Let’s try with a smaller pages_per_range, for example:
CREATE INDEX brin_demo_brin_idx_16 ON brin_demo USING brin (c1) WITH (pages_per_range = 16);
EXPLAIN (ANALYZE,BUFFERS,VERBOSE) SELECT c1 FROM brin_demo WHERE c1> 10 AND c1<2000;
QUERY PLAN
-----------------------------------------------------------------------------------------------------------------------------------
Bitmap Heap Scan on public.brin_demo (cost=17.12..488.71 rows=500 width=4) (actual time=0.053..0.727 rows=1989 loops=1)
Output: c1
Recheck Cond: ((brin_demo.c1 > 10) AND (brin_demo.c1 < 2000))

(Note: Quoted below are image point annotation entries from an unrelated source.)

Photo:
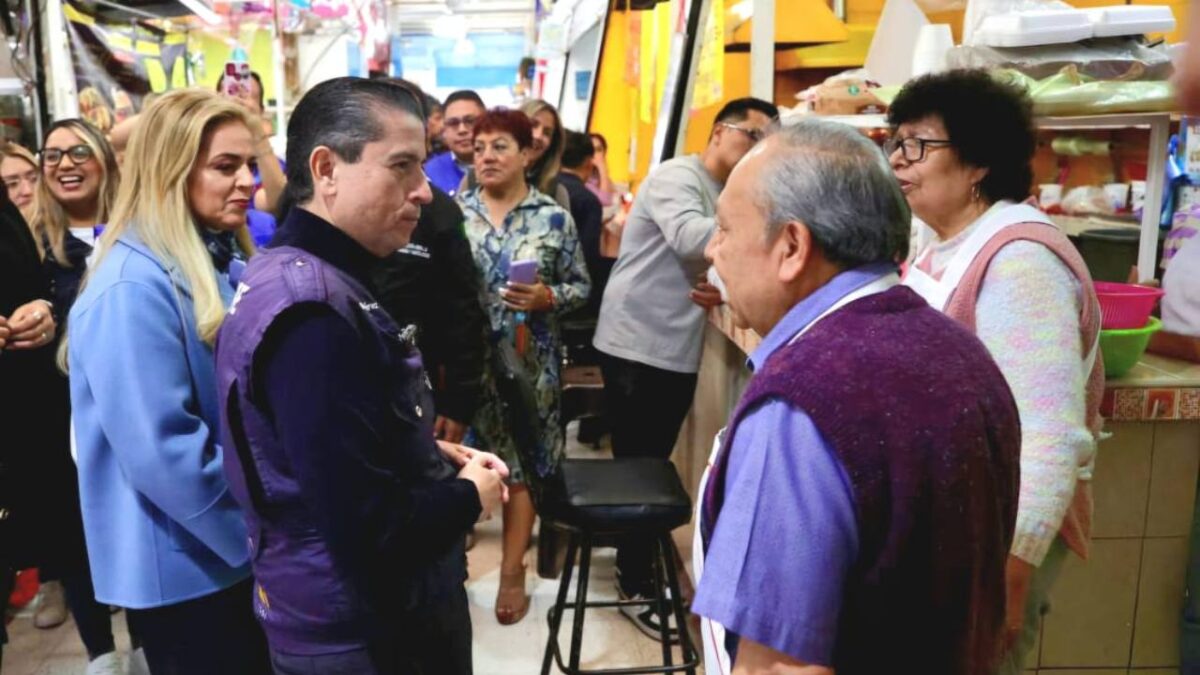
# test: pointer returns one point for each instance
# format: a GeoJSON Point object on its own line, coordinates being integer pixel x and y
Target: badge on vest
{"type": "Point", "coordinates": [415, 250]}
{"type": "Point", "coordinates": [237, 297]}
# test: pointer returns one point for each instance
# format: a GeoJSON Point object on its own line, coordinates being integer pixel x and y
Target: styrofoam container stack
{"type": "Point", "coordinates": [1131, 19]}
{"type": "Point", "coordinates": [1033, 28]}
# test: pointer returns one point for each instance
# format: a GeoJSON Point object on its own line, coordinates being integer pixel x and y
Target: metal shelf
{"type": "Point", "coordinates": [1159, 125]}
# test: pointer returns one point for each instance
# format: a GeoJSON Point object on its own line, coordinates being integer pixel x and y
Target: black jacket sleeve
{"type": "Point", "coordinates": [456, 321]}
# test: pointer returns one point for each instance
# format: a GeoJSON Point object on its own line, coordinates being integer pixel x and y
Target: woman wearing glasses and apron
{"type": "Point", "coordinates": [961, 149]}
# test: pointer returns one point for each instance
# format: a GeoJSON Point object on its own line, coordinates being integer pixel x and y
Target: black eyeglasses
{"type": "Point", "coordinates": [78, 154]}
{"type": "Point", "coordinates": [912, 148]}
{"type": "Point", "coordinates": [754, 133]}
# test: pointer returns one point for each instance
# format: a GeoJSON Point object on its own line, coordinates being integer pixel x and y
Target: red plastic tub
{"type": "Point", "coordinates": [1125, 305]}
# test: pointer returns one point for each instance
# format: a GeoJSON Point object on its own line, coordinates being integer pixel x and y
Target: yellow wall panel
{"type": "Point", "coordinates": [613, 100]}
{"type": "Point", "coordinates": [737, 84]}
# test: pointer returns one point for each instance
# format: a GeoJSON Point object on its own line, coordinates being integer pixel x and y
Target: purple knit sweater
{"type": "Point", "coordinates": [928, 431]}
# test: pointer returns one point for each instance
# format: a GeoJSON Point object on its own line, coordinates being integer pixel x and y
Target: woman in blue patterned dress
{"type": "Point", "coordinates": [509, 221]}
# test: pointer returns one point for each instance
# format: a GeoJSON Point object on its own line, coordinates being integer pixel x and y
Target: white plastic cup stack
{"type": "Point", "coordinates": [929, 54]}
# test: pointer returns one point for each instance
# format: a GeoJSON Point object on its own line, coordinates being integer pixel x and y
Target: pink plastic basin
{"type": "Point", "coordinates": [1125, 305]}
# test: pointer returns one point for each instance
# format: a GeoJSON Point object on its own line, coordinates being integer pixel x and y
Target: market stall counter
{"type": "Point", "coordinates": [1119, 611]}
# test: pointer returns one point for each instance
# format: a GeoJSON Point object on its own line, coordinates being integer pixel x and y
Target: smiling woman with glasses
{"type": "Point", "coordinates": [76, 192]}
{"type": "Point", "coordinates": [961, 149]}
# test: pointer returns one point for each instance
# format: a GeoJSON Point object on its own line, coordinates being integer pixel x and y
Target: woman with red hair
{"type": "Point", "coordinates": [528, 252]}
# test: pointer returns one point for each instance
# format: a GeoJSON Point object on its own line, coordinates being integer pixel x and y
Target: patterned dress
{"type": "Point", "coordinates": [535, 230]}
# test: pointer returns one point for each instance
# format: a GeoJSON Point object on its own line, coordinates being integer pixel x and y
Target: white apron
{"type": "Point", "coordinates": [937, 292]}
{"type": "Point", "coordinates": [712, 634]}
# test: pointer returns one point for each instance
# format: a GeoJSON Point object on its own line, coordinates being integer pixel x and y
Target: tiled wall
{"type": "Point", "coordinates": [1120, 611]}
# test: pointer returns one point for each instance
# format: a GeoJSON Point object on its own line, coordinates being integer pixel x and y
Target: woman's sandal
{"type": "Point", "coordinates": [511, 602]}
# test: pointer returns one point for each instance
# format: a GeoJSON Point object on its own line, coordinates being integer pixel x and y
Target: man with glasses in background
{"type": "Point", "coordinates": [447, 171]}
{"type": "Point", "coordinates": [652, 316]}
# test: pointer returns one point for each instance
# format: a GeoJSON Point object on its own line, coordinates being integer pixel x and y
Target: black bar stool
{"type": "Point", "coordinates": [600, 500]}
{"type": "Point", "coordinates": [607, 499]}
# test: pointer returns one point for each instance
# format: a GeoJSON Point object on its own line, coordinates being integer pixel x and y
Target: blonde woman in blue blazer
{"type": "Point", "coordinates": [165, 537]}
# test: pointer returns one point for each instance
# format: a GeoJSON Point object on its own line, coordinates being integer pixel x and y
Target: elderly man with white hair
{"type": "Point", "coordinates": [859, 507]}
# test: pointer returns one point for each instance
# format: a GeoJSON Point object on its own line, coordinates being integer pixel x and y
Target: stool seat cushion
{"type": "Point", "coordinates": [617, 495]}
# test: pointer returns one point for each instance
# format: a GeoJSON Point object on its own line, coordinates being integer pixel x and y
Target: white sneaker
{"type": "Point", "coordinates": [137, 663]}
{"type": "Point", "coordinates": [107, 664]}
{"type": "Point", "coordinates": [52, 607]}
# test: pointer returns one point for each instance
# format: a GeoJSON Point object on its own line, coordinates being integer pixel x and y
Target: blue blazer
{"type": "Point", "coordinates": [160, 521]}
{"type": "Point", "coordinates": [444, 172]}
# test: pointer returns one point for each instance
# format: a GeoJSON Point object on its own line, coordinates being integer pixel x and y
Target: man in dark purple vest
{"type": "Point", "coordinates": [858, 513]}
{"type": "Point", "coordinates": [357, 514]}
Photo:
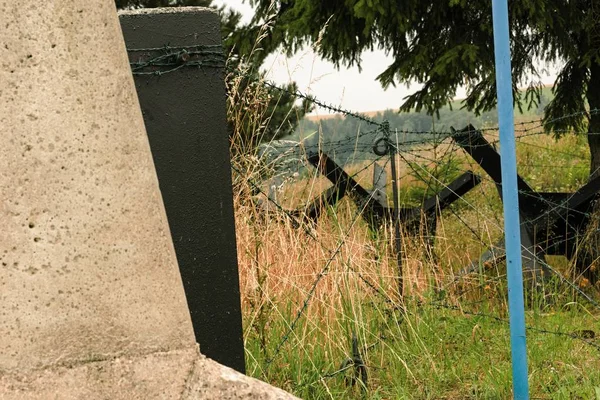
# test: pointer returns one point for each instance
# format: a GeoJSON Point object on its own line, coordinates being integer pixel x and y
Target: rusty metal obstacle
{"type": "Point", "coordinates": [552, 223]}
{"type": "Point", "coordinates": [414, 219]}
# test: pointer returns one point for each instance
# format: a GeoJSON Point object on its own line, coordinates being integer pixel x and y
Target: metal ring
{"type": "Point", "coordinates": [386, 149]}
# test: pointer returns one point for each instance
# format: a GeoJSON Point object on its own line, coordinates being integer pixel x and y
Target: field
{"type": "Point", "coordinates": [308, 294]}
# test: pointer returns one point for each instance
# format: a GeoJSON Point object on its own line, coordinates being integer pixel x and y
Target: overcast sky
{"type": "Point", "coordinates": [349, 88]}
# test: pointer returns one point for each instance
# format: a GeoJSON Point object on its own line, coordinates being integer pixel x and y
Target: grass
{"type": "Point", "coordinates": [449, 338]}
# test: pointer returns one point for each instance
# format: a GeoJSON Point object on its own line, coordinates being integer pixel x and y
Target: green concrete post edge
{"type": "Point", "coordinates": [185, 116]}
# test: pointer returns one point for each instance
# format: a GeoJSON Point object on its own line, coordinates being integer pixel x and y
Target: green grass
{"type": "Point", "coordinates": [451, 341]}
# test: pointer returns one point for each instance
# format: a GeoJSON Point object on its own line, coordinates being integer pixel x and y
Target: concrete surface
{"type": "Point", "coordinates": [91, 302]}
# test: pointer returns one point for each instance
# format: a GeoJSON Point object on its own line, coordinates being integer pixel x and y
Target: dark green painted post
{"type": "Point", "coordinates": [185, 116]}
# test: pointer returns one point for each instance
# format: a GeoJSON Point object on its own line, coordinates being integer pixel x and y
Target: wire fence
{"type": "Point", "coordinates": [427, 162]}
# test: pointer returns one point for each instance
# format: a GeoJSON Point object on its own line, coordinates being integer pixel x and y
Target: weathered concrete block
{"type": "Point", "coordinates": [88, 269]}
{"type": "Point", "coordinates": [91, 300]}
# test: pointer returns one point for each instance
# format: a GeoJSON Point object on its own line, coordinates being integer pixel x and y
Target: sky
{"type": "Point", "coordinates": [347, 87]}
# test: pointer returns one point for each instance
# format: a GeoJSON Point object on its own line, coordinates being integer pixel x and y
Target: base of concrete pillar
{"type": "Point", "coordinates": [180, 374]}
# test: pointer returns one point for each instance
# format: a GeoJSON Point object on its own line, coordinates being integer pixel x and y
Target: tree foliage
{"type": "Point", "coordinates": [446, 44]}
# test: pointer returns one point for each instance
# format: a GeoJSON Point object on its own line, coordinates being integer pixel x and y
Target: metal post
{"type": "Point", "coordinates": [510, 200]}
{"type": "Point", "coordinates": [397, 233]}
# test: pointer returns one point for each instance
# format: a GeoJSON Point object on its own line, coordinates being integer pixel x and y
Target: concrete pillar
{"type": "Point", "coordinates": [91, 300]}
{"type": "Point", "coordinates": [184, 112]}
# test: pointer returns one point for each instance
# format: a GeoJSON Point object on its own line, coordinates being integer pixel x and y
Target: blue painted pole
{"type": "Point", "coordinates": [512, 237]}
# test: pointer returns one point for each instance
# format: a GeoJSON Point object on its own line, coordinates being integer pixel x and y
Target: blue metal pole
{"type": "Point", "coordinates": [512, 237]}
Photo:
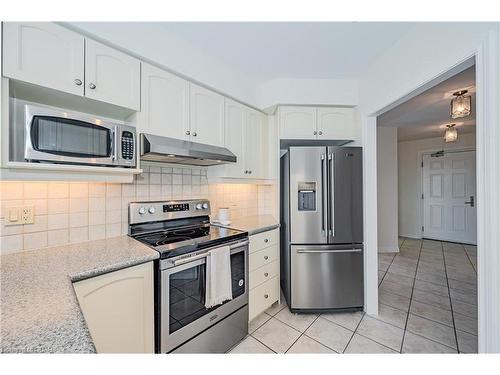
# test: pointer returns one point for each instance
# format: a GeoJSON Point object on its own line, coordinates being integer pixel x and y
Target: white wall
{"type": "Point", "coordinates": [409, 179]}
{"type": "Point", "coordinates": [340, 92]}
{"type": "Point", "coordinates": [387, 188]}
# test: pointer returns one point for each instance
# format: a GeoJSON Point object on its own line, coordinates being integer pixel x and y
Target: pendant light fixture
{"type": "Point", "coordinates": [450, 134]}
{"type": "Point", "coordinates": [460, 104]}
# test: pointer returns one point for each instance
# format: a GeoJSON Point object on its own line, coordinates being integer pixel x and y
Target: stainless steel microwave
{"type": "Point", "coordinates": [53, 135]}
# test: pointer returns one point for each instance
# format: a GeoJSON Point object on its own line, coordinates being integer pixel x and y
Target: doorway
{"type": "Point", "coordinates": [449, 196]}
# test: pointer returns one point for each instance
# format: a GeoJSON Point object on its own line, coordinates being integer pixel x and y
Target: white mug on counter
{"type": "Point", "coordinates": [223, 216]}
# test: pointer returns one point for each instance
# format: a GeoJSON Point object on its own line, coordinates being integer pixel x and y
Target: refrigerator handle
{"type": "Point", "coordinates": [331, 191]}
{"type": "Point", "coordinates": [324, 195]}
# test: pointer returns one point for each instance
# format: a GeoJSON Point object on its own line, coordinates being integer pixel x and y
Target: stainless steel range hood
{"type": "Point", "coordinates": [170, 150]}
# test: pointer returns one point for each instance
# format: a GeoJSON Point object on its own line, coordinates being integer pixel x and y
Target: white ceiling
{"type": "Point", "coordinates": [314, 50]}
{"type": "Point", "coordinates": [427, 114]}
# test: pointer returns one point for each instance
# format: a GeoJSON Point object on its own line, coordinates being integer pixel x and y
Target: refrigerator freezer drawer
{"type": "Point", "coordinates": [326, 277]}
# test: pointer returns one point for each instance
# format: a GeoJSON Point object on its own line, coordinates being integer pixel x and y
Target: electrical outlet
{"type": "Point", "coordinates": [27, 215]}
{"type": "Point", "coordinates": [20, 215]}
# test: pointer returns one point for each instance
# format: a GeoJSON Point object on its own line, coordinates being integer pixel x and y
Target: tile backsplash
{"type": "Point", "coordinates": [72, 212]}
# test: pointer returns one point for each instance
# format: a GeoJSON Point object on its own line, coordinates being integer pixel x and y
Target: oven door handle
{"type": "Point", "coordinates": [206, 254]}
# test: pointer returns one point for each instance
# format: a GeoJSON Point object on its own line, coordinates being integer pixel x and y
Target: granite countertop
{"type": "Point", "coordinates": [255, 224]}
{"type": "Point", "coordinates": [39, 309]}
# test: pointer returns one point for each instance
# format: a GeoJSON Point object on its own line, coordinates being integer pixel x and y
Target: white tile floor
{"type": "Point", "coordinates": [427, 304]}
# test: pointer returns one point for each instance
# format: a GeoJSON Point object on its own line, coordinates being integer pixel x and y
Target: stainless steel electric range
{"type": "Point", "coordinates": [181, 232]}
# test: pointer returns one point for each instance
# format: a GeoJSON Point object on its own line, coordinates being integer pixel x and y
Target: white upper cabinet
{"type": "Point", "coordinates": [111, 76]}
{"type": "Point", "coordinates": [207, 116]}
{"type": "Point", "coordinates": [336, 123]}
{"type": "Point", "coordinates": [253, 144]}
{"type": "Point", "coordinates": [235, 122]}
{"type": "Point", "coordinates": [297, 122]}
{"type": "Point", "coordinates": [164, 103]}
{"type": "Point", "coordinates": [45, 54]}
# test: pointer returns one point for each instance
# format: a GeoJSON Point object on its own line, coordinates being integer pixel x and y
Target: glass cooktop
{"type": "Point", "coordinates": [174, 242]}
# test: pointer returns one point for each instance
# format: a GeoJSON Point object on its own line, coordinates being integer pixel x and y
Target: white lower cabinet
{"type": "Point", "coordinates": [119, 309]}
{"type": "Point", "coordinates": [264, 267]}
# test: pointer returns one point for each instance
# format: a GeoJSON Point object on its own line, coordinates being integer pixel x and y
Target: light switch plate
{"type": "Point", "coordinates": [20, 215]}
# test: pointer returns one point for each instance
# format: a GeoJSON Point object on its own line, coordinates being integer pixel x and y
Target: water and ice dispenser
{"type": "Point", "coordinates": [307, 196]}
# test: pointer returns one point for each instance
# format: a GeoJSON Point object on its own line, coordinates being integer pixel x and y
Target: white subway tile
{"type": "Point", "coordinates": [11, 244]}
{"type": "Point", "coordinates": [97, 232]}
{"type": "Point", "coordinates": [113, 191]}
{"type": "Point", "coordinates": [57, 221]}
{"type": "Point", "coordinates": [35, 190]}
{"type": "Point", "coordinates": [97, 204]}
{"type": "Point", "coordinates": [58, 237]}
{"type": "Point", "coordinates": [80, 219]}
{"type": "Point", "coordinates": [58, 206]}
{"type": "Point", "coordinates": [35, 240]}
{"type": "Point", "coordinates": [58, 190]}
{"type": "Point", "coordinates": [78, 234]}
{"type": "Point", "coordinates": [79, 190]}
{"type": "Point", "coordinates": [11, 190]}
{"type": "Point", "coordinates": [78, 205]}
{"type": "Point", "coordinates": [97, 190]}
{"type": "Point", "coordinates": [97, 217]}
{"type": "Point", "coordinates": [39, 225]}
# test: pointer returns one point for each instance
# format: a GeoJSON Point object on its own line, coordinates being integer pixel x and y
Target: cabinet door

Rows Removed by Index Recheck: 1627
Heap Blocks: lossy=16
Buffers: shared hit=18
-> Bitmap Index Scan on brin_demo_brin_idx_16 (cost=0.00..17.00 rows=500 width=0) (actual time=0.033..0.033 rows=160 loops=1)
Index Cond: ((brin_demo.c1 > 10) AND (brin_demo.c1 < 2000))
Buffers: shared hit=2
Planning time: 0.114 ms
Execution time: 0.852 ms
Again Postgres reads 2 blocks from the index, however it will only read 16 blocks from the table.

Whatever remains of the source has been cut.